13.06.2010

Dünya Kupası Notları #2 : Yunan Usulü 4-3-3, Çalışılmış Bir Maradona Golü ve Robert Green




Günün ilk maçından başlayalım; Yunanistan ve Rehhagel'in futbolun değişen yapısından haberdar olmadıklarını düşünüyorum. Tamam, sıkıca kapanarak ve hemen her duran topu gole dönüştürmeyi bilerek 2004'te efsanevi bir şampiyonluk kazandılar ancak günümüz futbolunda savunma anlayışı değişti, artık Vyntra-Papadopoulos tandemiyle değil turu geçmek, maç dahi kazanamazsınız. Biz dahi öğrendik, top karşı takımda olduğu vakit takımın nasıl konumlanacağını, nasıl alan daraltılacağını, takım savunmasının nasıl örgütleneceğini... Siz hala Vyntra'nın fiziki üstünlüğüyle rakip santraforu korkutmayı deneyin. Söz Vyntra'ya gelmişken; Panathinaikos'lu stoper sahanın açık ara en kötüsüydü. Samaras, ondan sol açık yaratmaya çalışan hocası kadar suçlu olamaz fakat yine de sahanın en kötülerindendi. Karagounis kötüydü, yerine giren Katsouranis daha da kötüydü. İsim isim gidersek Yunanistan'ı bitiremeyiz. Sadece, acilen 4-3-3'ü terk etmeleri gerektiğini söyleyelim. Orta sahada topa biraz daha fazla olmadan gol dahi atamazlar.
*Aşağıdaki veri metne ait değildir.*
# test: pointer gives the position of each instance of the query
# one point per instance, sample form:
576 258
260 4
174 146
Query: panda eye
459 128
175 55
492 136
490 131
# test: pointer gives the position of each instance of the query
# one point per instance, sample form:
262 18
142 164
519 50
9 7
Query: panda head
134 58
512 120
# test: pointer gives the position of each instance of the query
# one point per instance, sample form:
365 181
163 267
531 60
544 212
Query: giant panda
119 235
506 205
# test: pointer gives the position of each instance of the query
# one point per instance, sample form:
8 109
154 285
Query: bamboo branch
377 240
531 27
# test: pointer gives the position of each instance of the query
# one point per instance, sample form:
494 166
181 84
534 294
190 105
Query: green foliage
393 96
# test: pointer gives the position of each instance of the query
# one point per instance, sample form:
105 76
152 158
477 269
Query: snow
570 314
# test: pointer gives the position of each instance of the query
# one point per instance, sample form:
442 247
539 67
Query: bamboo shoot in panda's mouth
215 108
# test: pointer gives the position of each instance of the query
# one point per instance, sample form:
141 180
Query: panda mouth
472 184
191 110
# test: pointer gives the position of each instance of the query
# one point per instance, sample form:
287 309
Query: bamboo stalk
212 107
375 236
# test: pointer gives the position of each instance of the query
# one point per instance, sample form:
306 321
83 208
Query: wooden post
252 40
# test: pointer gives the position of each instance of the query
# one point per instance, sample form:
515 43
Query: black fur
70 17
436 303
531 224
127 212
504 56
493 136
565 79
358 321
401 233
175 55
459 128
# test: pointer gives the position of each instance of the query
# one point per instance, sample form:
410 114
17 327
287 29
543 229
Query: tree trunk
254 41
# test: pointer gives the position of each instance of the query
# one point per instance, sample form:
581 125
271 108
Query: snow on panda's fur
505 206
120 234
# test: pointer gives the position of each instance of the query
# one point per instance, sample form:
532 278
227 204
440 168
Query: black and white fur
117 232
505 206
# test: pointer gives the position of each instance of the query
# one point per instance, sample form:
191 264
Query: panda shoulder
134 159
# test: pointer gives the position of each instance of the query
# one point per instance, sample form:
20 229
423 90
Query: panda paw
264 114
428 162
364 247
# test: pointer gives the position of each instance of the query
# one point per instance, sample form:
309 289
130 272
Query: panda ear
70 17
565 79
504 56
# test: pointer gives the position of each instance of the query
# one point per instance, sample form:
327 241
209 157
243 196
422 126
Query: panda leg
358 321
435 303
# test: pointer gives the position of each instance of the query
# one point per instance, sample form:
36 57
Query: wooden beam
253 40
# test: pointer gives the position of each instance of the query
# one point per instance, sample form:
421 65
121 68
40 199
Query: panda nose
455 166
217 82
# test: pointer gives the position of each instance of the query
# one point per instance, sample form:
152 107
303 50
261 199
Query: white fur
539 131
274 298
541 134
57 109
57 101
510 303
Bunun için tek alternatifleri Siena'lı Tziolis'e daha fazla güvenmek ve belki de Ninnis'in çabukluğundan orta alanda faydalanmak olabilir. Zira öbür türlü, yarı alanı geçtikten hemen sonra, topu ceza alanına şişirmekten başka yapabilecekleri hiçbir şey olmuyor.

G.Kore, tertip ve disiplin açısından şimdiye kadar izlediğimiz en iyi takımdı. Hemen her oyuncusu çabuk, çok iyi alan kapatıyorlar ve Yunanistan gibi bir takıma neredeyse hiç hava topu bırakmadılar. Üstelik ilk golleri bir duran toptan geldi. Rakibini en güvendiği silahıyla yıkmak çok eşsiz bir duygu olsa gerek. Kore'nin Yunanistan sınavını geçtikten sonra Nijerya önünde zorlanacağını söylemek de gerçekçi olmayacaktır. Zira her iki ceza sahasında da Yunanistan'a üstün gelebildilerse, Nijerya'nın görece fiziki üstünlüğü de onlar için çok bir şey ifade etmeyecektir. Önleri açık, Park Ji-Sung ve Park Chu-Yong formda. Freiburg'lu Cha Du Ri turnuvaya çok iyi başladı.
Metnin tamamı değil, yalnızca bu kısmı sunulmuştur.